Each deck segment is transported out from the dockside fabrication yard on one of two huge barges and positioned at the tower by tugs. On arrival, the barge is anchored – to within a 20cm tolerance - beneath the blue traveller gantries at deck level (so that’s what those blue ‘wings’ either side of each tower are for!). These travellers will lift the deck segment up to deck height (approximately 55 metres) in a delicate three hour operation which is very sensitive to wind, sea and tide conditions. Each deck segment is then rotated by a few degrees in order to match the final geometry of the bridge design and a series of interlocking plates are joined together to hold the structures in place.
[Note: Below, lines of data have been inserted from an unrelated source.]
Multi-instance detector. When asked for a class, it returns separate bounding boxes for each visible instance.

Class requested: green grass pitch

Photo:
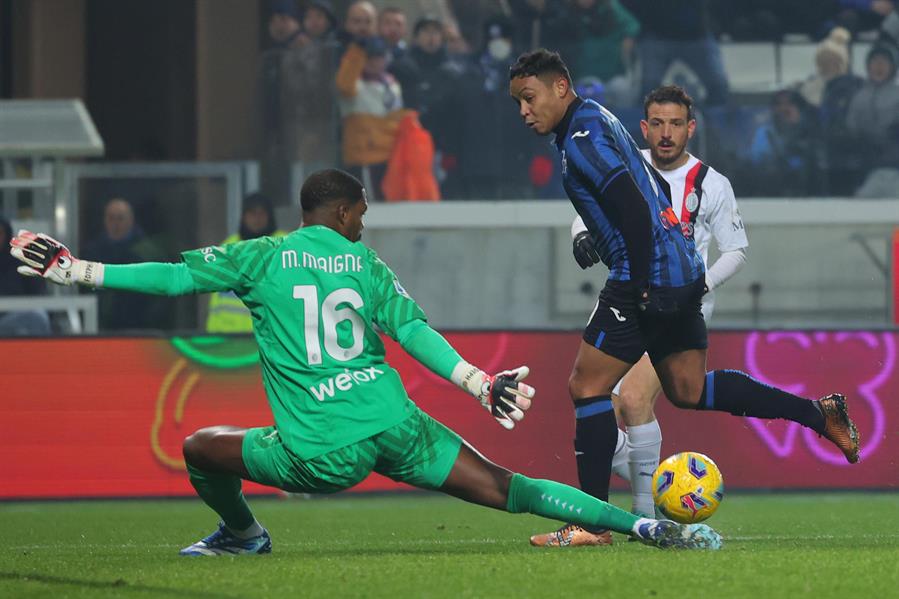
[3,492,898,598]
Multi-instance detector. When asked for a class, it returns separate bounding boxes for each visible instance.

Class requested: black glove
[572,231,600,270]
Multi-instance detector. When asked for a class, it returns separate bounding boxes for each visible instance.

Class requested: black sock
[698,370,825,433]
[573,395,618,517]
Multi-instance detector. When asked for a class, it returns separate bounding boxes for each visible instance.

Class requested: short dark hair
[643,85,695,120]
[300,169,364,212]
[509,49,572,84]
[413,15,443,36]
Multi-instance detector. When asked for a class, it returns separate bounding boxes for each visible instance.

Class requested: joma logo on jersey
[310,366,385,402]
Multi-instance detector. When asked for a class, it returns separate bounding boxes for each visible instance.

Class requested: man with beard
[559,85,749,537]
[509,49,858,548]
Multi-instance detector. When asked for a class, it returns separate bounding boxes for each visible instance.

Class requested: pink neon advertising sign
[2,331,896,499]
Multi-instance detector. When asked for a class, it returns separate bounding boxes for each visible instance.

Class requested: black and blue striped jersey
[555,98,705,289]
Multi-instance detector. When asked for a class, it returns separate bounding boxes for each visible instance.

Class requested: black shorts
[582,278,709,365]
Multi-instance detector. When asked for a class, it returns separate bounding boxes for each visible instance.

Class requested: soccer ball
[652,452,724,524]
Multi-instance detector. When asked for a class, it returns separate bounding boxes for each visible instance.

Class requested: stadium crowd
[258,0,899,201]
[3,0,898,335]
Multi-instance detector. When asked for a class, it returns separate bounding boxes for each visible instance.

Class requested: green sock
[506,473,640,535]
[187,464,255,532]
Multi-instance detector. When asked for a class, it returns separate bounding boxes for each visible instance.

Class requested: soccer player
[570,85,749,522]
[10,168,722,554]
[509,50,859,548]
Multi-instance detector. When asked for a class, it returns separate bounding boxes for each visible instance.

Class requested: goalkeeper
[11,168,721,554]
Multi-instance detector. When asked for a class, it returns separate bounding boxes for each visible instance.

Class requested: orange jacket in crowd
[337,43,404,166]
[382,113,440,202]
[336,42,439,200]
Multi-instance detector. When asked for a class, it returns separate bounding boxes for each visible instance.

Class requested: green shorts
[242,408,462,494]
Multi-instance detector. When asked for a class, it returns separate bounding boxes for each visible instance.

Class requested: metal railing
[0,296,98,334]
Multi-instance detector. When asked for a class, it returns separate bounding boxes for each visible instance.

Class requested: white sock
[611,428,630,481]
[228,519,264,539]
[627,420,662,517]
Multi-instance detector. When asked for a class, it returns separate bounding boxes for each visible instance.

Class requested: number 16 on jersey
[293,285,365,365]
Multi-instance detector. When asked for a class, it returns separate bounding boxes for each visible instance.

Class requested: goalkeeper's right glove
[572,231,600,269]
[10,230,103,287]
[452,362,535,430]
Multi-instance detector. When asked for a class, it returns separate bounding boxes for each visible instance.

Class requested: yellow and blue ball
[652,452,724,524]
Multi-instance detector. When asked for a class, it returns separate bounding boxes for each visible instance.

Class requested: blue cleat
[636,519,723,550]
[179,522,272,556]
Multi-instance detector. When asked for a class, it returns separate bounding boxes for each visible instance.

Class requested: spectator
[455,15,539,199]
[814,28,866,194]
[390,16,466,188]
[626,0,729,105]
[379,6,409,62]
[747,89,822,196]
[301,0,339,42]
[846,43,899,193]
[506,0,573,50]
[447,0,502,51]
[258,0,304,203]
[444,20,473,60]
[280,1,341,174]
[339,0,377,49]
[799,27,853,107]
[336,36,406,198]
[0,216,50,336]
[206,194,287,333]
[81,198,165,331]
[846,44,899,161]
[555,0,640,86]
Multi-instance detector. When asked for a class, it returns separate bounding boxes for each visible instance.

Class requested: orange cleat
[818,393,860,464]
[529,524,613,547]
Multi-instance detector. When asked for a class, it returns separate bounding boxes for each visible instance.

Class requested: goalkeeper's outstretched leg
[179,426,271,556]
[438,442,722,550]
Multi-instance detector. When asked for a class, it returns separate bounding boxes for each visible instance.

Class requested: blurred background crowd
[247,0,899,202]
[2,0,898,335]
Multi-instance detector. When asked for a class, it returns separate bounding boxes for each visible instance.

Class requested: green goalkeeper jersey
[181,225,425,459]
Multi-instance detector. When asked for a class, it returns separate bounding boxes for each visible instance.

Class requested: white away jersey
[572,151,748,319]
[639,150,747,265]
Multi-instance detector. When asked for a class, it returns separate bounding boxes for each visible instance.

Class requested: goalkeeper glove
[572,231,600,269]
[10,230,104,287]
[452,362,535,430]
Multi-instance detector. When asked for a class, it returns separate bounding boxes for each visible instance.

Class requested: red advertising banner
[2,331,896,499]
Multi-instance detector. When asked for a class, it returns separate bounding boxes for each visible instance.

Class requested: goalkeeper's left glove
[10,230,103,287]
[452,362,535,430]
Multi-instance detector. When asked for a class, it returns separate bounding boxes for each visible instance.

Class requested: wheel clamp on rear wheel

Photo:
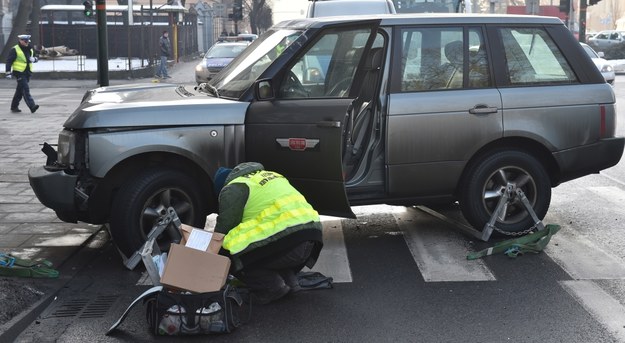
[469,182,560,260]
[124,207,182,270]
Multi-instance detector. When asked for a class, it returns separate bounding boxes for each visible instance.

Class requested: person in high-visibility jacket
[4,34,39,113]
[213,162,323,304]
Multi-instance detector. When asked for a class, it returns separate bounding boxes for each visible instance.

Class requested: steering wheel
[328,77,353,97]
[283,71,309,98]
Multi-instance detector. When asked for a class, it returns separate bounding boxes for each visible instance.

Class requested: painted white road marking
[545,229,625,280]
[306,217,352,283]
[395,208,496,282]
[561,280,625,342]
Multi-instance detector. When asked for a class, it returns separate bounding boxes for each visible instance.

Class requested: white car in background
[581,42,615,85]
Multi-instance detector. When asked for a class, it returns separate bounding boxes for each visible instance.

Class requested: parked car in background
[29,14,624,259]
[237,33,258,42]
[581,42,615,84]
[587,30,625,50]
[307,0,396,17]
[195,42,249,84]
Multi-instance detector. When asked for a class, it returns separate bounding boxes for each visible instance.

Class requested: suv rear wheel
[109,168,208,257]
[460,150,551,234]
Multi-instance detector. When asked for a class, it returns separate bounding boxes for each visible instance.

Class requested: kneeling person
[213,162,323,304]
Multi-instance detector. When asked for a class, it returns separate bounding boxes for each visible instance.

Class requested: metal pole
[0,0,5,51]
[96,0,109,86]
[579,0,587,43]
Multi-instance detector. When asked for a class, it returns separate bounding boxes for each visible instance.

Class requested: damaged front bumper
[28,166,79,223]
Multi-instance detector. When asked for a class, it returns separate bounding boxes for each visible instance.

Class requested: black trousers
[235,241,315,292]
[11,74,36,110]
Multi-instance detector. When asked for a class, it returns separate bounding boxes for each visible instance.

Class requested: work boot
[252,285,290,305]
[280,270,302,294]
[30,105,39,113]
[10,108,21,113]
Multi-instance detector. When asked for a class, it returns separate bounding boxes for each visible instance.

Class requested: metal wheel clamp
[480,183,545,242]
[124,207,182,270]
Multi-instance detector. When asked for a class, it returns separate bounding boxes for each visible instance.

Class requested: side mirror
[598,51,605,58]
[305,68,322,83]
[255,79,274,100]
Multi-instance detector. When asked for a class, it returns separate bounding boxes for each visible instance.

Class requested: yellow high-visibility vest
[222,170,320,254]
[11,45,34,72]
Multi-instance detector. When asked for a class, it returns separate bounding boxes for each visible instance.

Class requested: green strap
[467,224,561,260]
[0,253,59,278]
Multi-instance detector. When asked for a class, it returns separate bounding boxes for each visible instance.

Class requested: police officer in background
[5,34,39,113]
[213,162,323,304]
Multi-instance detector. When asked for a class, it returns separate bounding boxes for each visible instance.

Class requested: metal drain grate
[48,295,118,319]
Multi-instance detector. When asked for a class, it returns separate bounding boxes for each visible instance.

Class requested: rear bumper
[28,166,79,223]
[554,137,625,183]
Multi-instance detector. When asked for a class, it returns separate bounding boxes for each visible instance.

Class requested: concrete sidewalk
[0,58,200,337]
Once the segment has been correctly positioned, it has to be permanently fixed in place. Carson says: “This is achieved by a huge amount of welding to the perimeter of the steel box structure. This is a lengthy operation but a critical one as a perfect top weld is vital to allow the reinforced concrete “stitch” to be poured on top of the steel structure.“ This stitch, along with the welds, permanently secures the segment to its neighbour. These operations are constantly monitored by non-destructive test inspections to ensure an extremely high quality product is achieved. After the welding is inspected and passed, permanent bolts complete the steel connections.

Stay cabling

As the reinforced concrete stitch is being poured, the stay cables have to be prepared. The cables are one of the signature features of the Queensferry Crossing design. They consist of a bundle of strands (a varying number depending on location - up to 109 for the largest cables) which are threaded through an external, white pipe (essentially a covering or sleeve). Each strand is made up of seven high tensile, galvanised steel wires, 5.2 millimetres in diameter. Six of the wires, coated in wax, are wound in a helix pattern round a straight central king wire. The strands are each contained in a high density polyethylene (HDPE) coating. The external white pipe is cut to the correct length and a single strand is threaded through. The pipe is then lifted off the deck and into position at the tower anchor box using the enormous, yellow Tower Crane.
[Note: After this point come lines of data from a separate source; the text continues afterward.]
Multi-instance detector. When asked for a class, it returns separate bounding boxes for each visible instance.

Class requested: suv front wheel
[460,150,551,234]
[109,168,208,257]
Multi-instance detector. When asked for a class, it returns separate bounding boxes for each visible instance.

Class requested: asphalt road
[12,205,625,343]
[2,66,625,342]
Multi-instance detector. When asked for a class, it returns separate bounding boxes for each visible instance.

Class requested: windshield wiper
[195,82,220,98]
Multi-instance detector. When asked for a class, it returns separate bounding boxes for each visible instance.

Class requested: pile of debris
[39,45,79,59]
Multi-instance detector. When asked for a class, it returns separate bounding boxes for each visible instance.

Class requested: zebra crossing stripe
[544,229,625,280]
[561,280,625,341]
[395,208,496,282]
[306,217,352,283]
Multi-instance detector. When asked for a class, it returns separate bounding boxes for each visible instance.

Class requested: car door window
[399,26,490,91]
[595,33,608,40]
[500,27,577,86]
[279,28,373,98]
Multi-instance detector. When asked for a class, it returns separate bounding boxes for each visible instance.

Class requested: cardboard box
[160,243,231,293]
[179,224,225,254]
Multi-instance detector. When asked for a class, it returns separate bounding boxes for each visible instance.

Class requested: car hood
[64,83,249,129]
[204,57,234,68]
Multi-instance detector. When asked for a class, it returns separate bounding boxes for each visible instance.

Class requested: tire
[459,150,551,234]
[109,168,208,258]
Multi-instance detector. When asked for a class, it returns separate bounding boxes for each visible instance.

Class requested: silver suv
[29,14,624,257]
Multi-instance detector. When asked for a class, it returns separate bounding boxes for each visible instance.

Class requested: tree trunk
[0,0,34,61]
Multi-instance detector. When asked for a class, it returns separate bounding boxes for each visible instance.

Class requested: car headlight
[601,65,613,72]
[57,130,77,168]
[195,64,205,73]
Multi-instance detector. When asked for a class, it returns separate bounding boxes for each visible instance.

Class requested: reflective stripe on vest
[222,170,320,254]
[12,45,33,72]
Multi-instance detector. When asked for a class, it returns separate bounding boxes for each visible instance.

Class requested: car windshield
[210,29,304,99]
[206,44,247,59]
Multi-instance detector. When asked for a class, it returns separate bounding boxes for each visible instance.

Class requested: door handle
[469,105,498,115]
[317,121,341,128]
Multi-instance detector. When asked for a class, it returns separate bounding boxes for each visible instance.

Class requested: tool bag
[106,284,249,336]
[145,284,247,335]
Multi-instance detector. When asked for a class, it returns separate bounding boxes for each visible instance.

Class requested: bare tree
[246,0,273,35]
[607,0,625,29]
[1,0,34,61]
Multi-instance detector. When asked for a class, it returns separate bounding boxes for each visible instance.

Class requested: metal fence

The remaining strands are threaded through the pipe using a winch and shuttle system which brings the strands through the pipe one at a time. Each strand is cut to length and wedged into a steel anchor block at either end. The final result is one of the strongest steel cables in the world, capable of supporting the Queensferry Crossing road deck for many decades to come and, crucially, being straightforward to replace in the future without any disruption. The stay cables – two per deck segment – have been fully assembled and tested but the weight of the deck segment is still primarily being carried by the blue gantries. The stay cables are now tensioned up to final tension at which point the weight of the deck segment is transferred from the blue erection traveller gantries to the stay cables.
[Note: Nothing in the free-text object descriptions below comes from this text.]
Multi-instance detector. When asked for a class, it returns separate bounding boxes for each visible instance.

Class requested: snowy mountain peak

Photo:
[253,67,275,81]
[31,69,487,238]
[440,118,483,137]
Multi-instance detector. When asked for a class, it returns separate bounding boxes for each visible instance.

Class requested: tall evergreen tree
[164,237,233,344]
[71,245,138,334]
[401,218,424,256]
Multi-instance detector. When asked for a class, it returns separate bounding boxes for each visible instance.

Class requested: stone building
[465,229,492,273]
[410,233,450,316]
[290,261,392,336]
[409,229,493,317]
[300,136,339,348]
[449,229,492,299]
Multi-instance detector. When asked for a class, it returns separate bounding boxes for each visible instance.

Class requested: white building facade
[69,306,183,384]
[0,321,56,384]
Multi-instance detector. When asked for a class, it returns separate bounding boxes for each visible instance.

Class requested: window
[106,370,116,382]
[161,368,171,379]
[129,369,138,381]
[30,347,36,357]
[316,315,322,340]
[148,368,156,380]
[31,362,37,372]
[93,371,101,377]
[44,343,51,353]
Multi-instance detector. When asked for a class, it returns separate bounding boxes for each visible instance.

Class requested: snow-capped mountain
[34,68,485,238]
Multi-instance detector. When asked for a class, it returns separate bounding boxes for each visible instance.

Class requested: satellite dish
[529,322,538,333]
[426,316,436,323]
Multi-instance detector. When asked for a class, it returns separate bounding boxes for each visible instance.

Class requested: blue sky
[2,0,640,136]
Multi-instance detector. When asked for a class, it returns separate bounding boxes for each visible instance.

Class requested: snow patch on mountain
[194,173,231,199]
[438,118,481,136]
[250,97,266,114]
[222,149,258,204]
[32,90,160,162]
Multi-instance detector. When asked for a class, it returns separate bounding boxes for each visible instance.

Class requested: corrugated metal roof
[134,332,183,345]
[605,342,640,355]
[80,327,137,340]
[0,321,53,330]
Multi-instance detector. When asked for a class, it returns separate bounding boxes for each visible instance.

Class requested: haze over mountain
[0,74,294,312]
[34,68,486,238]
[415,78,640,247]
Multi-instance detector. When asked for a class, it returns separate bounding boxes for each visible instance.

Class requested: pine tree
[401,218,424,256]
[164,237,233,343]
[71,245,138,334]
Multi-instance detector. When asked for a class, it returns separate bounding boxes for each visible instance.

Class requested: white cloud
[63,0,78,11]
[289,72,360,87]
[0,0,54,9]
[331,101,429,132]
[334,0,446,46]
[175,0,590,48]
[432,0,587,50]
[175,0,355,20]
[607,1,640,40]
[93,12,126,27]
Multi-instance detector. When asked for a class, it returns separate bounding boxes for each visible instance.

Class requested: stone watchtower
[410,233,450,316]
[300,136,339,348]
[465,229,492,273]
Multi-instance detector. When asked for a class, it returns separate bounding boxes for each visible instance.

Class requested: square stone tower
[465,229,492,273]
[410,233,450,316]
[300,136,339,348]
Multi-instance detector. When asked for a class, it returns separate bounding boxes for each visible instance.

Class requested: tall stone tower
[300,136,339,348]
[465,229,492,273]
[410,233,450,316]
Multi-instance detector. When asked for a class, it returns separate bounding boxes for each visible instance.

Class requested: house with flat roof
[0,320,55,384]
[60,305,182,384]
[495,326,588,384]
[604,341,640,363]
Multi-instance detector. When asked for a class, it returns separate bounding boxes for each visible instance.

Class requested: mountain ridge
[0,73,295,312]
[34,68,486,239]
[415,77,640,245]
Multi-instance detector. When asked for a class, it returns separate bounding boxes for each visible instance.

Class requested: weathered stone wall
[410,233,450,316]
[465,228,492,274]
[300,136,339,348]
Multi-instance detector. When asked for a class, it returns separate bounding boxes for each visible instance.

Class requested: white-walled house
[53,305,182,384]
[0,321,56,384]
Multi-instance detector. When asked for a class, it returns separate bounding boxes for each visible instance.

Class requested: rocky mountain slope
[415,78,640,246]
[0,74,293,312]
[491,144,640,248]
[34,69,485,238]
7 wires = 1 strand | 109 strands = 1 stay cable | 288 stay cables = 1 Queensferry Crossing

Next segment

The hydraulically powered erection traveller, each weighing 250 tonnes, can now move forward (around 16.2 metres) on rails to the leading edge of the newly installed deck segment ready to lift the next segment making its way out from the land – and the above cycle is repeated.

On completion of all 110 deck segment installations, the stay cables will be finely adjusted to achieve the “global geometry” required by the design of the new bridge.

Carson adds: “Taking into consideration the massive weights and loads involved, the dramatic heights at which we will be working and the variable elements which Mother Nature will doubtless throw at us in this exposed, maritime location, the operations to install the road deck represent leading edge civil engineering at its most raw and exciting.”

Safe to say, we’ll all be watching.